The Guilty Attribute Their Own Bad Intentions To Othes
So, given the distortions and misrepresentations that have become the Random House legal stock-in-trade for this case, it was ethically disappointing -- but not surprising -- that they'd try and twist yet another reality.
In a demand for recovery of legal fees, the judge is allowed to consider a financial disparity between the parties involved.
While privacy concerns made the choice difficult, my wife and I agreed to submit our most recent tax returns to illustrate that I am no financial match for the multi-billion-dollar power of Random House and its global powerhouse owner, German corporation Bertelsmann.
Page 8 of the Random House filing mocks this release of personal financial information and hints that I may have hidden assets.

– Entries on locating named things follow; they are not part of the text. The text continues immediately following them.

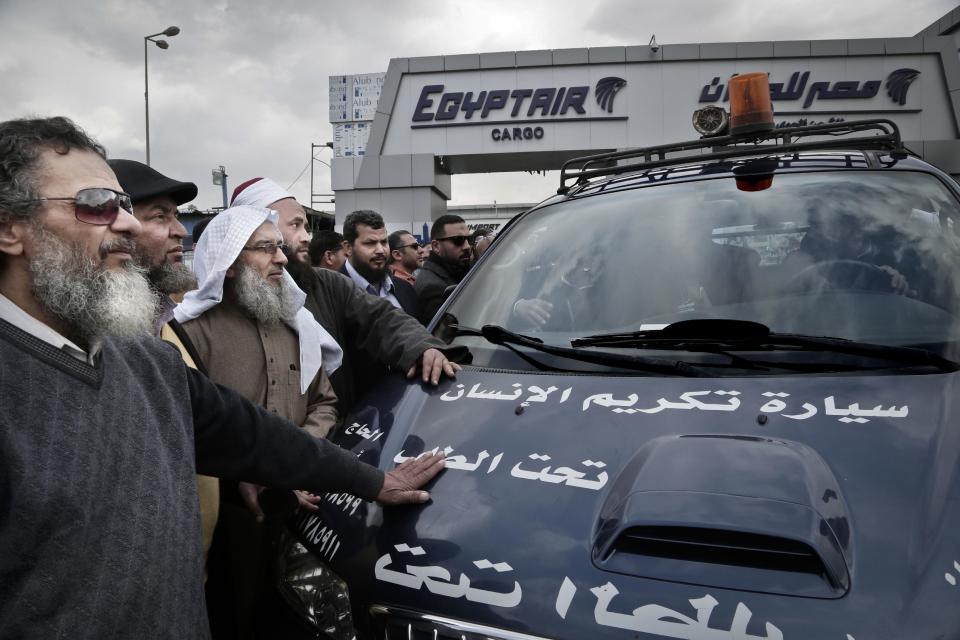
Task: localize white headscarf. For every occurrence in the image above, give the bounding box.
[173,206,343,393]
[231,178,293,209]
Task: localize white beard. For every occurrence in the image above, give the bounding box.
[233,262,297,325]
[147,262,197,295]
[30,224,159,341]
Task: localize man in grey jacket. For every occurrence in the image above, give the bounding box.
[0,118,443,640]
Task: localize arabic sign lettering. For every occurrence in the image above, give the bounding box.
[700,69,920,109]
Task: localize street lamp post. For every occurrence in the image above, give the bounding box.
[310,142,333,209]
[143,27,180,167]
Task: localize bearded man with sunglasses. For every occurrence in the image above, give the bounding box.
[0,118,443,639]
[414,214,473,325]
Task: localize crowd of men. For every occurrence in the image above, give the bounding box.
[0,118,496,638]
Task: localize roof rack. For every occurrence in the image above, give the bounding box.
[557,119,907,194]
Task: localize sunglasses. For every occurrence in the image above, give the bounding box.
[437,236,470,247]
[243,242,290,256]
[22,187,133,226]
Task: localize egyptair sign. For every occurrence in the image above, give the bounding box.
[700,68,920,113]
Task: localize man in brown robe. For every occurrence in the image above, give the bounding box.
[175,207,348,638]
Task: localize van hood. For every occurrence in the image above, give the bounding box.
[294,367,960,640]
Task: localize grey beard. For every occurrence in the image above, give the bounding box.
[233,262,297,325]
[147,262,197,295]
[30,225,159,341]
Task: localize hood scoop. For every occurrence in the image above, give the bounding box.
[592,435,853,598]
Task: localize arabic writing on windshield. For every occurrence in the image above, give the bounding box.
[448,171,960,356]
[440,382,910,424]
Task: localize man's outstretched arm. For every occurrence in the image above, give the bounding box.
[185,367,443,504]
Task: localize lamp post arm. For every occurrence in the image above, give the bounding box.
[143,36,150,167]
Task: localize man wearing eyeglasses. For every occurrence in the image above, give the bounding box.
[310,230,347,271]
[387,230,425,284]
[0,118,443,640]
[414,214,473,325]
[232,178,460,415]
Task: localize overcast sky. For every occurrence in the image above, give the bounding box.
[0,0,957,208]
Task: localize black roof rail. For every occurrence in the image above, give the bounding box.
[557,119,907,194]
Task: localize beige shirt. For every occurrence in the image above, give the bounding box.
[182,300,337,438]
[0,294,100,365]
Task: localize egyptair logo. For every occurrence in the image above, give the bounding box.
[888,69,920,105]
[593,76,627,113]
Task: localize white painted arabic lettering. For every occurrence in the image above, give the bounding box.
[374,544,523,608]
[393,446,609,491]
[343,422,383,442]
[440,382,573,407]
[438,383,910,422]
[590,582,783,640]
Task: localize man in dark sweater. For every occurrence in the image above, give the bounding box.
[0,118,443,639]
[414,214,473,325]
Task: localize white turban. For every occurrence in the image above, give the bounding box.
[173,207,343,393]
[231,178,293,209]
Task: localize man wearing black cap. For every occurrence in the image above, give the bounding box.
[107,160,197,334]
[107,160,220,576]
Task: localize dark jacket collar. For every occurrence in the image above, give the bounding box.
[421,253,461,284]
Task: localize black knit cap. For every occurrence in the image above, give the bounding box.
[107,160,197,205]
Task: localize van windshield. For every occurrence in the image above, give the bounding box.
[448,171,960,370]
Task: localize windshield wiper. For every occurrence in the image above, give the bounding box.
[570,319,960,371]
[451,324,709,378]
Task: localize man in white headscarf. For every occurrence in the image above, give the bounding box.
[174,207,342,638]
[232,178,460,414]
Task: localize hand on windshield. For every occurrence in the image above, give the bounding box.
[377,453,445,505]
[879,264,916,296]
[294,491,323,511]
[513,298,553,329]
[407,349,460,386]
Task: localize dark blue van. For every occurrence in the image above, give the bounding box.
[279,121,960,640]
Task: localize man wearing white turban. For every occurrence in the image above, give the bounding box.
[174,206,342,638]
[231,178,459,415]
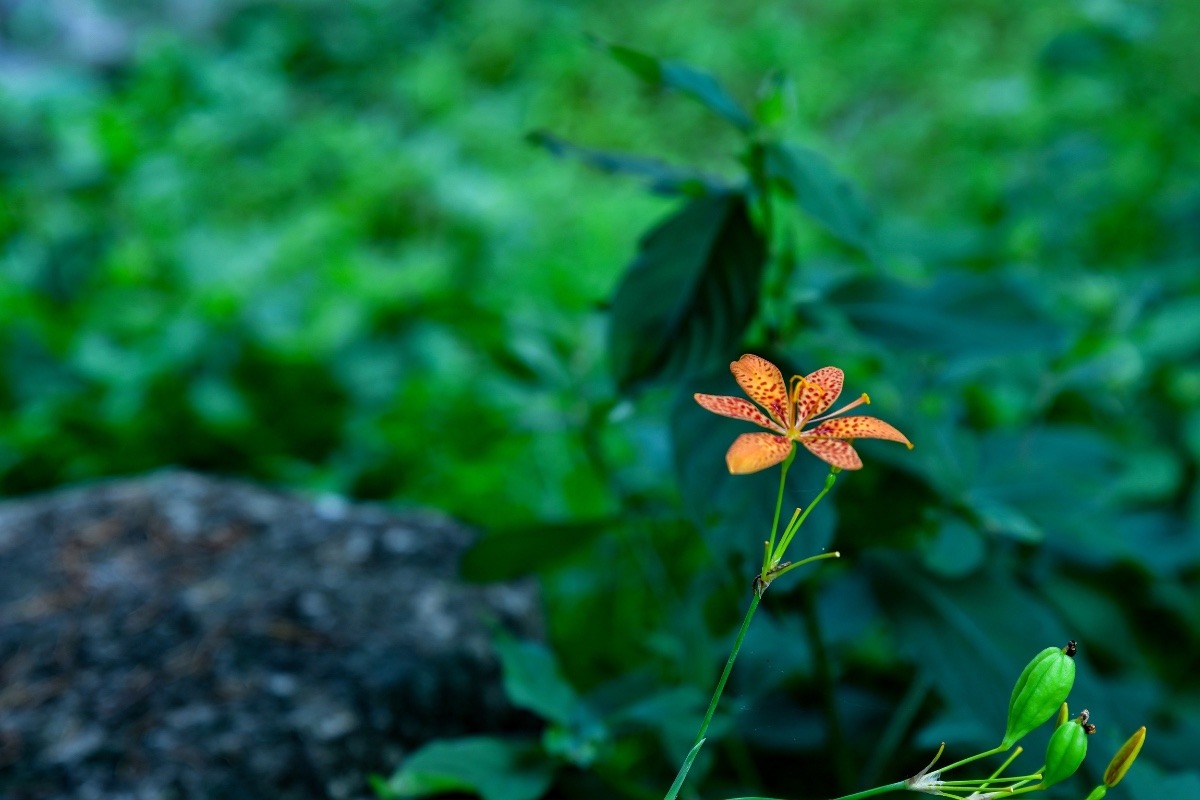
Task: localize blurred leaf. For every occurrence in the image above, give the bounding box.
[527,131,731,197]
[1140,296,1200,361]
[608,194,767,389]
[460,519,609,583]
[868,558,1074,747]
[496,633,580,726]
[1110,762,1200,800]
[601,43,754,132]
[919,517,988,578]
[664,739,706,800]
[671,376,838,568]
[388,736,554,800]
[754,71,796,128]
[766,143,875,253]
[607,686,705,760]
[824,272,1066,360]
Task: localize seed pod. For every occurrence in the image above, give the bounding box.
[1000,642,1075,748]
[1104,726,1146,789]
[1042,712,1087,788]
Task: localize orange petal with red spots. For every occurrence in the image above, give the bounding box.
[692,395,784,433]
[800,439,863,469]
[804,416,912,450]
[804,367,846,416]
[725,433,796,475]
[730,354,792,428]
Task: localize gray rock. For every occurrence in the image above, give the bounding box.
[0,471,540,800]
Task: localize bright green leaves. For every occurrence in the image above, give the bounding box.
[1042,711,1096,788]
[529,41,875,392]
[496,636,580,724]
[608,194,767,389]
[1000,642,1082,748]
[526,131,728,197]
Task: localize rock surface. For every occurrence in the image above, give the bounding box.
[0,471,538,800]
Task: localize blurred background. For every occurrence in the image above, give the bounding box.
[0,0,1200,799]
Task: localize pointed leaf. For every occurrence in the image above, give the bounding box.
[766,143,875,254]
[604,44,754,132]
[496,634,580,726]
[824,273,1066,359]
[608,194,767,389]
[527,131,731,197]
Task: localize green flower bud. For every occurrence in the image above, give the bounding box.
[1104,726,1146,789]
[1000,642,1075,748]
[1042,711,1096,788]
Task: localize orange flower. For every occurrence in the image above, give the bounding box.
[696,354,912,475]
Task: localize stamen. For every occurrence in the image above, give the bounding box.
[809,392,871,422]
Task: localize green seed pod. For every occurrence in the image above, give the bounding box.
[1104,726,1146,789]
[1000,642,1075,748]
[1042,711,1096,789]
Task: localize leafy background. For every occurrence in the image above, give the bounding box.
[0,0,1200,800]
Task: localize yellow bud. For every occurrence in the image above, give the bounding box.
[1104,726,1146,789]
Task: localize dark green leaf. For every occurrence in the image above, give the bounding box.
[528,131,730,197]
[496,634,580,726]
[388,736,554,800]
[608,194,767,389]
[868,559,1073,746]
[826,272,1066,357]
[766,143,875,254]
[604,44,754,132]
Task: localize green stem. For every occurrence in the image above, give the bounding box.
[696,594,762,742]
[767,551,841,581]
[833,781,908,800]
[938,745,1012,775]
[762,447,796,577]
[772,470,838,561]
[664,593,762,800]
[715,781,908,800]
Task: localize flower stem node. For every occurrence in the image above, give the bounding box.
[1042,710,1096,789]
[1000,642,1086,750]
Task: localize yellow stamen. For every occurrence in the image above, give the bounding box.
[809,392,871,422]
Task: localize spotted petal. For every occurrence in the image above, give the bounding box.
[730,354,792,428]
[725,433,796,475]
[796,367,846,421]
[803,416,912,450]
[800,439,863,469]
[692,393,784,433]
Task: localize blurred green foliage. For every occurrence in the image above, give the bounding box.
[0,0,1200,800]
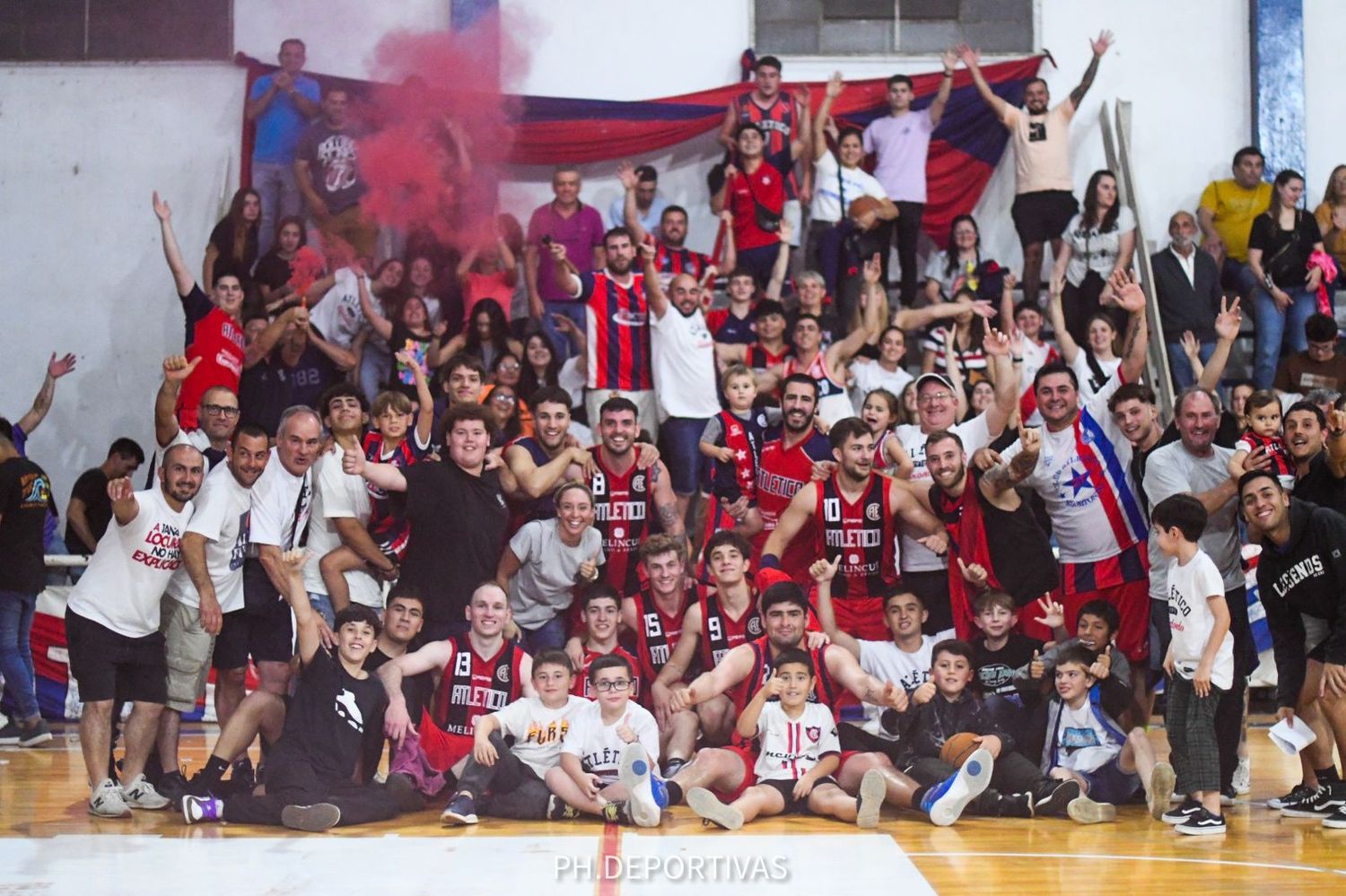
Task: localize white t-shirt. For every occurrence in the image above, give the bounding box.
[562,700,660,786]
[66,489,196,638]
[1168,551,1235,691]
[296,449,384,610]
[309,268,373,349]
[754,700,842,780]
[167,463,252,613]
[809,152,888,223]
[894,412,991,572]
[851,358,912,417]
[861,629,955,740]
[651,303,721,420]
[248,448,314,551]
[492,694,591,778]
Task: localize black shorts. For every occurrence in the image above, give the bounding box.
[1010,190,1079,247]
[66,607,169,705]
[210,600,295,669]
[758,775,837,815]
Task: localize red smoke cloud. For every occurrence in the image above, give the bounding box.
[360,13,528,248]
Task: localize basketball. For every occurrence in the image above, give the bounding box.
[847,196,883,226]
[940,732,982,769]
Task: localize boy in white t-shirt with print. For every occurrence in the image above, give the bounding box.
[439,650,590,825]
[546,654,667,828]
[686,648,885,831]
[1149,494,1235,834]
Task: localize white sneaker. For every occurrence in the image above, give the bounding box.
[1233,756,1254,796]
[89,778,131,818]
[121,775,171,809]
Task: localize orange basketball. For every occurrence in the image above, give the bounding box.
[940,732,982,769]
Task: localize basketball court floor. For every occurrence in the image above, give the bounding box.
[0,726,1346,896]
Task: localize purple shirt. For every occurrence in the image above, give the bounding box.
[528,202,603,301]
[864,109,934,202]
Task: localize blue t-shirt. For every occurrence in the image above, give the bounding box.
[248,74,322,166]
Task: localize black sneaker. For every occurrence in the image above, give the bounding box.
[1267,785,1318,810]
[1280,782,1346,818]
[1159,796,1202,825]
[1174,807,1225,837]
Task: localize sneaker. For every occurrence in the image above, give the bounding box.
[686,787,743,831]
[1159,796,1202,825]
[179,794,225,825]
[855,769,888,829]
[1267,785,1318,810]
[89,778,131,818]
[1235,756,1254,796]
[1066,796,1117,825]
[280,804,341,834]
[1033,779,1077,818]
[1146,763,1186,823]
[921,747,995,828]
[618,743,661,828]
[121,775,172,809]
[546,794,583,821]
[1280,782,1346,818]
[1174,807,1225,837]
[439,794,476,825]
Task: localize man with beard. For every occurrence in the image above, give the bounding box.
[66,446,206,818]
[551,228,659,428]
[668,581,992,826]
[925,430,1061,640]
[958,31,1112,301]
[748,374,836,581]
[589,396,684,595]
[762,417,948,639]
[156,427,271,802]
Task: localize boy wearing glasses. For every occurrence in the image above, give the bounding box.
[546,654,660,828]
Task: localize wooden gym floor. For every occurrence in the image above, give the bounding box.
[0,721,1346,896]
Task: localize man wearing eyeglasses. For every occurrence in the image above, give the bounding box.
[896,331,1023,635]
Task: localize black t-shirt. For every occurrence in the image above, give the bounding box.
[272,648,388,782]
[403,449,509,624]
[0,457,51,595]
[972,631,1042,696]
[66,467,112,554]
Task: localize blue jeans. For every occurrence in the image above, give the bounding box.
[0,591,42,721]
[543,300,589,362]
[1168,334,1216,392]
[253,159,303,258]
[1254,287,1318,389]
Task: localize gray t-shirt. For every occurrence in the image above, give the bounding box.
[509,519,605,629]
[1144,441,1244,600]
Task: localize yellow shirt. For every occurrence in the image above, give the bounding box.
[1201,178,1271,263]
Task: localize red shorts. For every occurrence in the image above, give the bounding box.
[711,744,756,804]
[1019,578,1149,666]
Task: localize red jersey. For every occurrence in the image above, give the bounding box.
[589,446,656,595]
[571,648,645,700]
[812,474,898,599]
[581,271,654,392]
[177,285,247,430]
[754,430,832,581]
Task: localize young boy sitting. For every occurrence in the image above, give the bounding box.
[902,639,1079,818]
[686,648,885,831]
[546,654,662,828]
[182,549,398,831]
[318,361,435,607]
[439,650,590,825]
[1042,646,1174,825]
[1149,495,1235,834]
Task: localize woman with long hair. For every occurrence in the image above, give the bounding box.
[1052,171,1136,344]
[1248,169,1324,389]
[201,187,261,293]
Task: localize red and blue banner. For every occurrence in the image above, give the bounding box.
[236,54,1044,247]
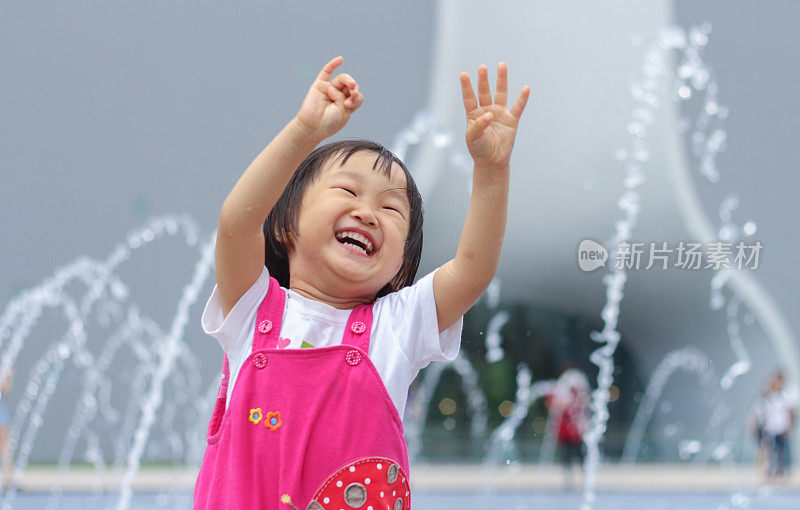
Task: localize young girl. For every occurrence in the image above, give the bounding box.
[194,57,530,510]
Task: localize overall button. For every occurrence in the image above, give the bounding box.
[253,352,267,368]
[344,349,361,366]
[258,319,272,333]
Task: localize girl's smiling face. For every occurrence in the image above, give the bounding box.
[289,151,411,307]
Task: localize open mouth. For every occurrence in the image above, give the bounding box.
[336,230,375,257]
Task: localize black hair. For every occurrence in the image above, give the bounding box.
[263,138,423,299]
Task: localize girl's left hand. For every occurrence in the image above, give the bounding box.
[460,62,531,168]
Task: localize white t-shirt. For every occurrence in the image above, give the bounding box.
[201,266,464,420]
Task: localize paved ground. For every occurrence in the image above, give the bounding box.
[10,464,800,492]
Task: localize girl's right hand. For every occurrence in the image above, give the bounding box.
[295,56,364,139]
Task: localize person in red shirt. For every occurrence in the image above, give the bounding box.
[545,368,589,489]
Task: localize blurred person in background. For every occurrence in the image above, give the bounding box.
[763,372,798,483]
[0,365,17,491]
[747,381,771,477]
[545,368,589,490]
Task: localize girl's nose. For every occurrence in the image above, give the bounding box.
[352,207,378,227]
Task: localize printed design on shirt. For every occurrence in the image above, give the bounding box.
[250,407,263,425]
[264,411,283,432]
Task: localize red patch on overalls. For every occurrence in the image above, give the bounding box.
[306,457,410,510]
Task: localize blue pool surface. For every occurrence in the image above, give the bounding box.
[0,491,800,510]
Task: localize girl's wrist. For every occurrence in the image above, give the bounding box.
[289,115,325,146]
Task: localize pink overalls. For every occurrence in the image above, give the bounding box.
[194,277,411,510]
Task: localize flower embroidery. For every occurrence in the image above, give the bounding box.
[264,411,283,430]
[250,407,262,425]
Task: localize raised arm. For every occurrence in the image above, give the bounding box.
[433,62,531,332]
[214,57,363,316]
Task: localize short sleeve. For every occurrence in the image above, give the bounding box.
[376,264,464,370]
[200,266,269,353]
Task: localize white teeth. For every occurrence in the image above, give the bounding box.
[336,230,372,253]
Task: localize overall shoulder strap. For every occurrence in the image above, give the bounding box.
[342,301,375,354]
[253,276,286,351]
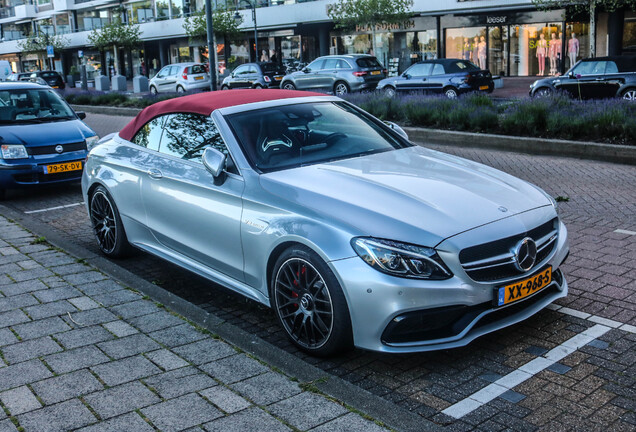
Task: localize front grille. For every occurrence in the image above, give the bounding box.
[13,170,82,183]
[459,218,558,282]
[27,141,86,156]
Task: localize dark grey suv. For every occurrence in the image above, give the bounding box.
[280,54,387,96]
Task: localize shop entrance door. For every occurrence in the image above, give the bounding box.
[488,26,509,76]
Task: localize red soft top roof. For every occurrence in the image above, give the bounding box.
[119,89,325,141]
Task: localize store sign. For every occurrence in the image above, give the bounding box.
[486,15,508,24]
[356,20,415,33]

As the court would see in a detailed statement, the ONLY substantial asset I have is a home I own jointly with my wife: a two-bedroom, 1,290 square-foot ranch house (valued at below the median price for Sonoma County) built in 1967 on a quarter of an acre and a $175,000 mortage and $80,000 second mortgage.
But the Random House mockery of this illustrates their arrogant, bad-faith attempt to distract from the fact that even if I were substantially more wealthy, that hardly puts me in the category with German global corp Bertelsmann with BILLIONS in income and MULTIBILLIONS in assets.
They sued me; I did NOT sue them!
If Bertelsmann can't AFFORD to sue me, then that would certainly raise bondholder eyebrows.
But, if Bertelsmann can't AFFORD to sue me,they should have thought of that before filing the papers and not try to recover after the fact. After all, I never wanted anything more than credit for my work.